Foods and Depression

By Charlyn Fargo

November 6, 2020 5 min read

It may come as a surprise, but what we choose to eat can affect our mood. And as we head into the holiday season, it may be important to think about what you're eating.

Fill up on antioxidants and minerals from fruits and vegetables, along with lean protein and healthy fats, and it will be easier to smile at life and your loved ones.

A 2017 analysis of studies published in the journal Psychiatry Research found that a diet rich in fruits, vegetables, lean protein, healthy fats and whole grains was associated with a decreased risk of depression.

On the flip side, comfort foods like sweets may seem like they make you feel better, but in reality, they lead to a sugar crash that can cause irritability. Limit your sugar and alcohol to lessen depression.

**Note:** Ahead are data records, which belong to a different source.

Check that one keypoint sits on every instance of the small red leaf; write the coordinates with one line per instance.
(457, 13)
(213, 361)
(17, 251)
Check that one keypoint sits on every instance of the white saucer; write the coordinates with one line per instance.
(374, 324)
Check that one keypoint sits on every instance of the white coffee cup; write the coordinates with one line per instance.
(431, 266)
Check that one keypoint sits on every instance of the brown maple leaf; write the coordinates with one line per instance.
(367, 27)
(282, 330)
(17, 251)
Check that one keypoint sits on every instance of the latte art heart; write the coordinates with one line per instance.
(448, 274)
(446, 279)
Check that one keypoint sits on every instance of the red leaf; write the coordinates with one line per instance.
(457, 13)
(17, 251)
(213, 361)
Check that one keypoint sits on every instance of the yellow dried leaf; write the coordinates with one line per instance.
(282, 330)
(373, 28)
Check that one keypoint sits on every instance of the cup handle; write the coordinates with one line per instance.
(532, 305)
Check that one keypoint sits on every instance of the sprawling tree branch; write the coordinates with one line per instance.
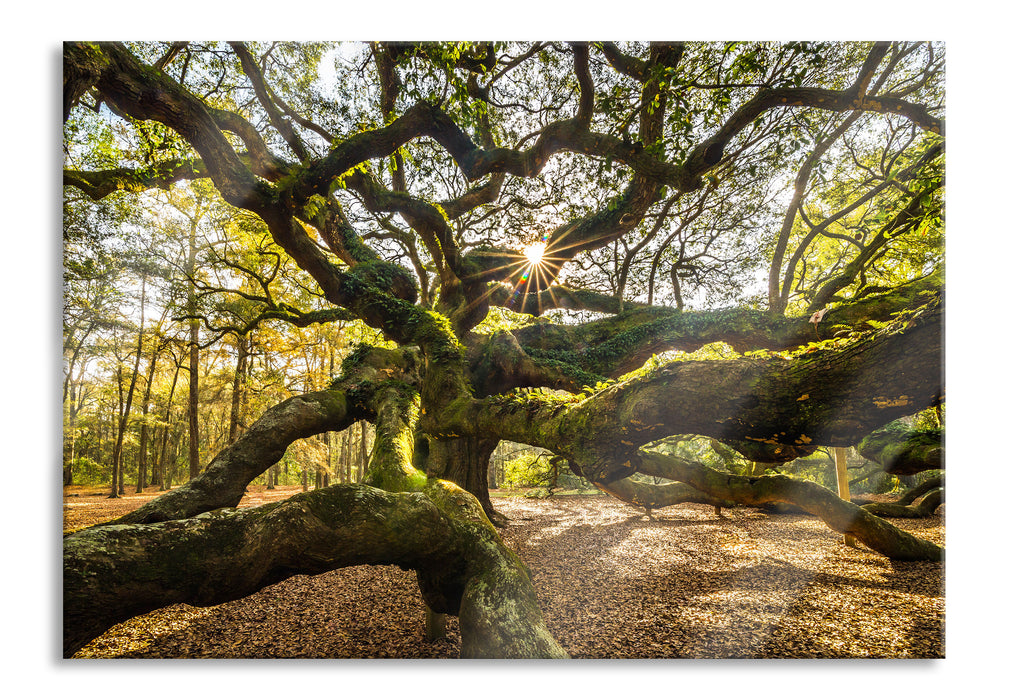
(841, 515)
(830, 397)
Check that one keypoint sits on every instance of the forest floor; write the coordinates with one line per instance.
(612, 583)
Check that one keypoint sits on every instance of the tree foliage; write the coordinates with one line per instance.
(691, 205)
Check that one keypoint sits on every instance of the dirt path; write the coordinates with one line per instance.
(611, 582)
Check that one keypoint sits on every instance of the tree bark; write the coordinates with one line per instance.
(925, 507)
(112, 573)
(238, 388)
(899, 450)
(464, 461)
(841, 515)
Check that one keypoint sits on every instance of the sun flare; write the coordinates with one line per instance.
(534, 253)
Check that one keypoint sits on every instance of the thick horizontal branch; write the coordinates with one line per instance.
(112, 573)
(838, 514)
(827, 397)
(653, 496)
(900, 450)
(617, 345)
(100, 184)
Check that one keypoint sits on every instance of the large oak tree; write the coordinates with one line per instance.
(541, 232)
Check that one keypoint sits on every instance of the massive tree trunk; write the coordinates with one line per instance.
(464, 461)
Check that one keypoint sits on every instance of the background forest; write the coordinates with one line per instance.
(975, 268)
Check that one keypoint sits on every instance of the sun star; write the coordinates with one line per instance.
(534, 253)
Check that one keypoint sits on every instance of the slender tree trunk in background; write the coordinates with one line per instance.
(194, 396)
(167, 431)
(237, 389)
(841, 466)
(117, 447)
(345, 456)
(141, 465)
(362, 454)
(117, 466)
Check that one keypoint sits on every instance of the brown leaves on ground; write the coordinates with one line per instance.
(611, 582)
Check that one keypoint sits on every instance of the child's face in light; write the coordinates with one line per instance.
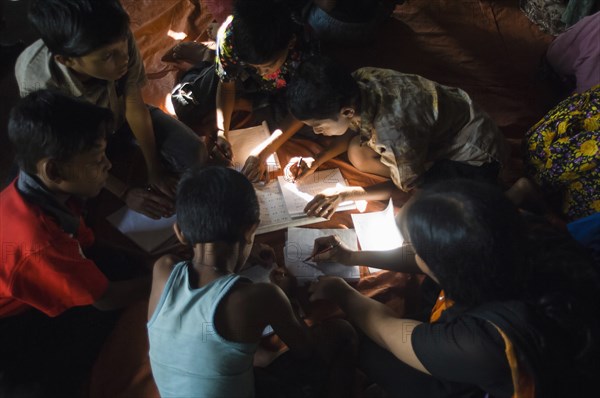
(329, 127)
(86, 173)
(110, 62)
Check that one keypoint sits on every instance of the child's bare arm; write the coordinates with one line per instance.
(255, 167)
(283, 318)
(375, 319)
(339, 145)
(139, 120)
(225, 103)
(160, 275)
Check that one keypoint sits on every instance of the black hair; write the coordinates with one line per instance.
(321, 89)
(470, 236)
(261, 29)
(75, 28)
(215, 204)
(482, 250)
(48, 123)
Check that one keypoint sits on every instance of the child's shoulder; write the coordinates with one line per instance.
(260, 295)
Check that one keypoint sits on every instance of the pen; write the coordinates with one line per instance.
(219, 148)
(309, 258)
(298, 168)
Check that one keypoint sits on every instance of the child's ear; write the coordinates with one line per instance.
(66, 61)
(49, 170)
(347, 112)
(249, 234)
(292, 42)
(179, 234)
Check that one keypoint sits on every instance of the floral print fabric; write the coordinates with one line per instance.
(562, 153)
(229, 67)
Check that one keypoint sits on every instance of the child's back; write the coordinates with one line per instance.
(205, 321)
(188, 355)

Here are some foods to add to your holiday list of to-dos:

Probiotics. Preliminary evidence indicates a positive association between friendly gut bacteria (which probiotics promote) and a good mood. Add some kefir, kimchi, kombucha, sauerkraut, tempeh or yogurt.

Antioxidants. A 2012 study found that those with depression had lower levels of antioxidant vitamins A, C and E. Snack on almonds, berries, bell peppers, carrots, grapefruit, leafy greens, oranges and tea.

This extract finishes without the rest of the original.